Sorry to re-derail the thread yet again, but I thought of something that might be useful. Quoting Gany for brevity but it refers to what mietze and surreality said on the subject, as well.
@ganymede said in Looking for an Artist, actually willing to pay...:
I understand why it is upsetting or frustrating. I had to watch my partner sell herself short too often, and then watch her burn out, and then hold her as she cried and mumbled about how she was very close to offing herself.
But you said your piece, and hopefully your crafter friend will take it to heart.
This is why I've had to learn to separate my self-worth from the worth of my work. When I ask myself what I should charge, I don't think about whether I'm worth some amount of money. I don't think whether my work is good enough to charge for, whether someone else is so much better and they charge this amount so how dare I.
My foremost thought is: what can I get away with? What's the price that the client can pay, what's the going rate for the work, what's the availability of other workers and willingness to work for lower pay. I never, everrrrrr tie it into my self-worth or self-esteem because that way lies misery.
Also, the sky is the limit. If I think someone's ready to pay a sum that's way outside of my realm of thinking, I TAKE IT. I TAKE IT AND DON'T LOOK BACK. Because of my upbringing, I am extremely shy at taking money for my work. I've been raised to do stuff for free out of kindness, or some idea of future favors. This spells financial doom so I've had to reprogram myself in this regard.
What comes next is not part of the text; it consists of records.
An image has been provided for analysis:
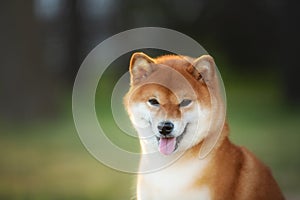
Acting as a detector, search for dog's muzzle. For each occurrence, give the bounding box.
[157,121,174,137]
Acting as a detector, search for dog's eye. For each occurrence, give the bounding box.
[179,99,192,107]
[148,99,159,106]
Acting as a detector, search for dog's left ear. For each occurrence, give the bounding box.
[187,55,215,84]
[190,55,226,158]
[129,52,155,85]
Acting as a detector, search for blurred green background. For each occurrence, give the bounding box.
[0,0,300,200]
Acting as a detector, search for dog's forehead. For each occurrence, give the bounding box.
[145,64,197,97]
Of course I'll still do shit for friends for free, but never in a business setting.
I justify this by knowing there'll be times I'll be underpaid, and this way the balance evens out.
Art also has this unfortunate property which ties creativity with self-worth on a deeper level than other professions, at least that's what I've found. Criticism strikes much harder and can really mess with your head. That's why it's so important to divest it from the financial aspect.